La commission de médiation a reconnu le caractère urgent et prioritaire de la demande de M. A… B… le 16 février 2022 aux qu’il est en « attente d’un logement social depuis un délai supérieur au délai fixé par arrêté préfectoral ». La circonstance que M. A… B… occupait avec son épouse un logement d’une superficie de 22 m² n’est pas de nature à caractériser une situation de suroccupation, dès lors qu’une telle situation s’apprécie au regard des dispositions de l’article R. 822-25 du code de la construction et de l’habitation, auquel renvoie le 8ème alinéa de l’article R. 441-14-1 du même code, selon lesquelles un logement est suroccupé dès lors que, compte tenu de la composition familiale, la surface est inférieure à une surface de 9 m² pour une personne seule et de 16 m² pour deux personnes. En outre, si le requérant affirme que le loyer de 468,98 euros dont il s’acquittait était disproportionné, les pièces versées au dossier, malgré la mesure d’instruction adressée par le tribunal, sont insuffisantes pour établir que ce logement aurait été inadapté aux ressources du foyer, que M. A… B… présentait, dans le cadre de sa requête enregistrée le 14 septembre 2023, comme étant constituées, en ce qui le concerne, d’un « revenu mensuel d’environ 833,71 euros » et, en ce qui concerne son épouse, d’une « allocation de 628,68 euros » versées chaque mois par Pôle Emploi. Enfin, il résulte de l’instruction que M. A… B… et son épouse ont été relogés le 16 février 2024 dans un logement social, de type F2 et d’une surface de 52 m². Dans ces conditions, il ne résulte pas de l’instruction que le retard pris par l’Etat à accorder un logement social à M. A… B… lui aurait causé des troubles dans ses conditions d’existence susceptibles de lui ouvrir droit à indemnisation.

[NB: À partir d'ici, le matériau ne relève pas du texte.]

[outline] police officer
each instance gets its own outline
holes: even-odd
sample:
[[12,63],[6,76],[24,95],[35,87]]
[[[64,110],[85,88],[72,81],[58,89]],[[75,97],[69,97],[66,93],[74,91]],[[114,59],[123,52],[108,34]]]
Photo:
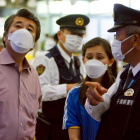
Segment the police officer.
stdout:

Il résulte de tout ce qui précède que la requête de M. et Mme A… B… doit être rejetée en toutes ses conclusions.
D E C I D E :
Article 1er : La requête de M. et Mme A… B… est rejetée.
Article 2 : Le présent jugement sera notifié à M. D… A… B… et Mme C… A… B…, ainsi qu’au ministre de la ville et du logement.
Copie en sera adressée au préfet de la Seine-Saint-Denis.
Rendu public par mise à disposition au greffe le 18 novembre 2025.
Le magistrat désigné
T. Breton
La greffière,
A. Kouadio-Tiacoh
La République mande et ordonne au ministre de la ville et du logement en ce qui le concerne ou à tous commissaires de justice à ce requis en ce qui concerne les voies de droit commun contre les parties privées, de pourvoir à l’exécution de la présente décision.